From day one I decided that I wanted to be able to plan a mating, whelp it out, keep something (hoping it was the best one) and be able to show it to a championship, get an obedience title, work it on stock and be able to be house dog, too all without hiring the pros to do it for me. It can be done even if you happen to be an egg with legs and have bad knees, like this writer. You just have to breed as good or better dogs than the pros are showing. You just have to be humble and not "go balistic" if your score isn't a 200. You just have to have a stockdog faster than the stock because you are not as good as Manolete with the cape (actually he had a bit of a problem too)! And you must socialize that pup not to eat more than one visitor a month.
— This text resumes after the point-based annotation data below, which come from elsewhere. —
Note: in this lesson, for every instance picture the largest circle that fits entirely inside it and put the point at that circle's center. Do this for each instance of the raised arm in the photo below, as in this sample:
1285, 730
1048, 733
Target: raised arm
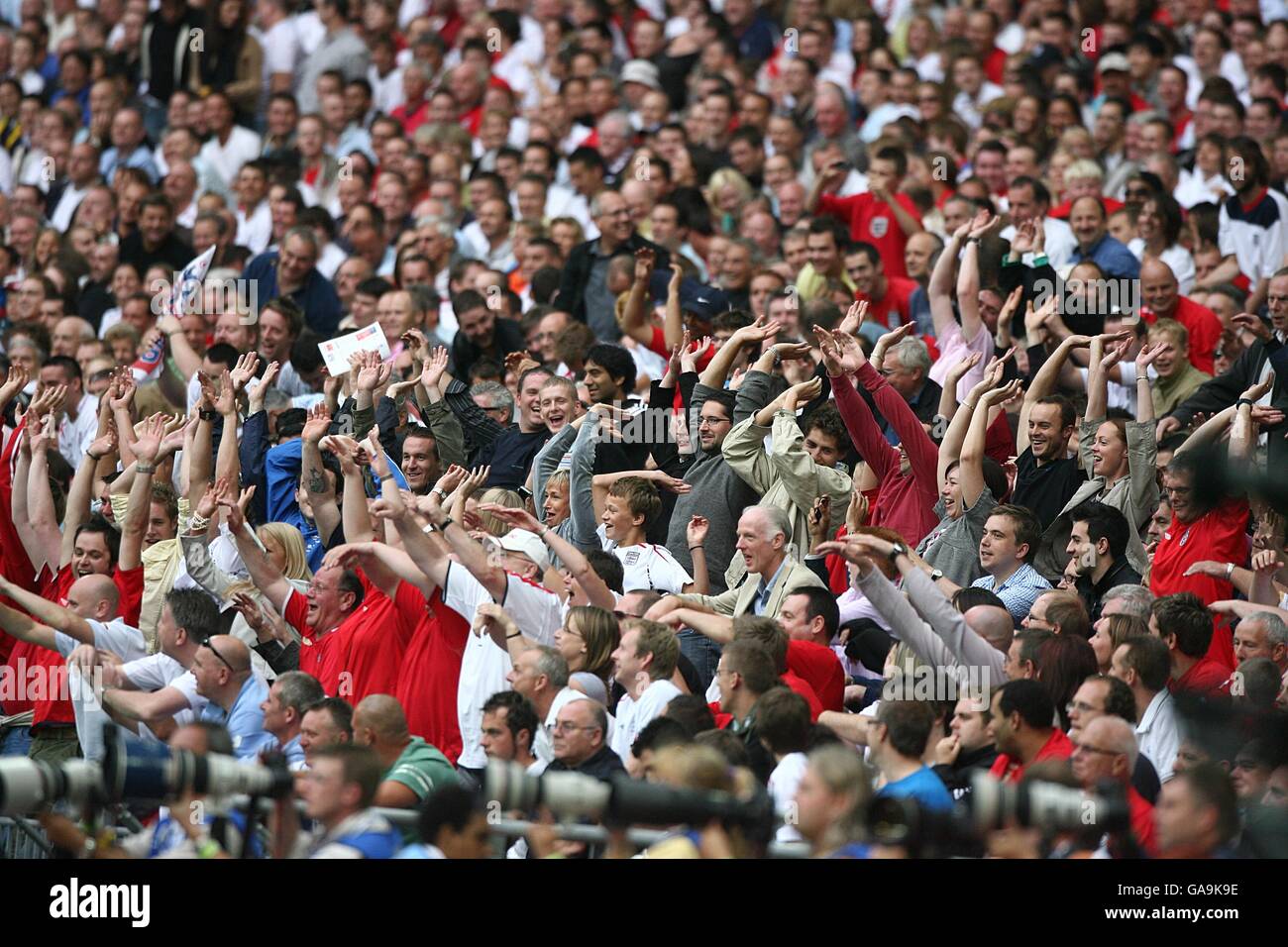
82, 487
971, 470
146, 450
267, 578
940, 289
44, 612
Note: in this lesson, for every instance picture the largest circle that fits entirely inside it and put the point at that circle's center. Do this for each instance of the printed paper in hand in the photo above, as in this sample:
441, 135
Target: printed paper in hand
336, 352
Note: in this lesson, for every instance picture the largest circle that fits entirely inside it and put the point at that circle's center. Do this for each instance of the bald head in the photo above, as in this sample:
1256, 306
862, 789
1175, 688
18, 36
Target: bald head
384, 716
993, 624
94, 596
1112, 733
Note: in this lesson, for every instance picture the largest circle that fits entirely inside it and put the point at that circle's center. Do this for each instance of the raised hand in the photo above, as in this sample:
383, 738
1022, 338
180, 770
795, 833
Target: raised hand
244, 371
451, 479
434, 368
690, 360
149, 444
831, 352
226, 402
13, 384
804, 392
1261, 389
317, 425
644, 262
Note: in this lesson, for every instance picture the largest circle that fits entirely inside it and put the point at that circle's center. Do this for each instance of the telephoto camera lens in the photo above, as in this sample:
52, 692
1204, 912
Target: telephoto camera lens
154, 772
30, 785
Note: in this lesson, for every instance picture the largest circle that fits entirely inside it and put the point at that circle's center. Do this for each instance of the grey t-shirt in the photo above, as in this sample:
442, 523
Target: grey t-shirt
953, 545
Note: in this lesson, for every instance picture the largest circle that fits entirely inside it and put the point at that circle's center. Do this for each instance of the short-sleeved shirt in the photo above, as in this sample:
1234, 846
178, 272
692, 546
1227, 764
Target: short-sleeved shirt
421, 768
874, 222
648, 566
635, 715
430, 674
820, 668
156, 672
1019, 591
245, 719
1222, 535
1047, 488
364, 655
953, 545
923, 787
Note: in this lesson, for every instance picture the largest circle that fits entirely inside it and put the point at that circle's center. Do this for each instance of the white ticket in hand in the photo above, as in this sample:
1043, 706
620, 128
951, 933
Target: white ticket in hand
336, 352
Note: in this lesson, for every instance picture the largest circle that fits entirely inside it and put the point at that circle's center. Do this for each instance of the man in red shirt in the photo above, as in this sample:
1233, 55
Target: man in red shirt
982, 34
890, 298
881, 217
355, 624
1021, 729
1162, 299
1107, 750
1199, 532
1185, 626
810, 617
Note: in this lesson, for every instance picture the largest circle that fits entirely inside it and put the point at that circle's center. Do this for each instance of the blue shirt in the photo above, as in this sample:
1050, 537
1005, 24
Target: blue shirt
316, 296
1112, 256
767, 589
245, 720
1019, 591
922, 787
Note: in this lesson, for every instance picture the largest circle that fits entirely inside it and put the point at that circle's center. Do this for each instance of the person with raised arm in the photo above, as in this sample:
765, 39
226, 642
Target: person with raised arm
1206, 526
970, 484
1117, 454
906, 474
971, 337
1046, 475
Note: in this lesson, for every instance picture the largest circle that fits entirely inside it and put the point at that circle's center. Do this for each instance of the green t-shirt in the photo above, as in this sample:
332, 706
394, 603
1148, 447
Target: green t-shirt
421, 768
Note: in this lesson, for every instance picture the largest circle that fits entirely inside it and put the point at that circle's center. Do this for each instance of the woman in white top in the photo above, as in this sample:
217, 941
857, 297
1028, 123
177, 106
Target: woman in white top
1158, 230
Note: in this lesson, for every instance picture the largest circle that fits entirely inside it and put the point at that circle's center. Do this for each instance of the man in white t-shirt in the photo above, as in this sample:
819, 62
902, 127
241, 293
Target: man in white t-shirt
643, 664
158, 686
90, 618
Of course you must also realize it takes a bit longer sometimes, but lordy, what a rush when it comes together! (And this comes from someone who knew Haight-Ashbury well.) I love it! Putting a dog on the ground that can do it is the ultimate ego trip. Luckily, the dogs also have a warped sense of humor and will use it if you become an insufferable bore in their eyes.
So there you have it. I'm still actively showing and working my dogs; doing a bit of outside training; grooming other peoples pets (I like my wash and wear dogs); doing a few evaluations and some artwork. I haven't thought much about going for a judging license (too many restrictions and I'm lazy). Besides you have to dress up to be a judge.
Oh, the ACD was fully AKC recognized in 1980. I'm a charter member of our local club, Gold Coast Australian Cattle Dog Club, founded in 1979. Over the years I've held many offices in both clubs from President to COPS and Grievance Committees. I've written for the newsletters and club handouts, contributed information for other people's books and who knows, one of these days, I may even take the time to write my own book probably on the dark side of our breed's sense of humor because it is hard for me to be too serious for too long.
Seriously though, I believe my best qualification (and pride) is when I run into some old cowboy who bought a dog from me and have him say: "That's the best damn dog I ever owned."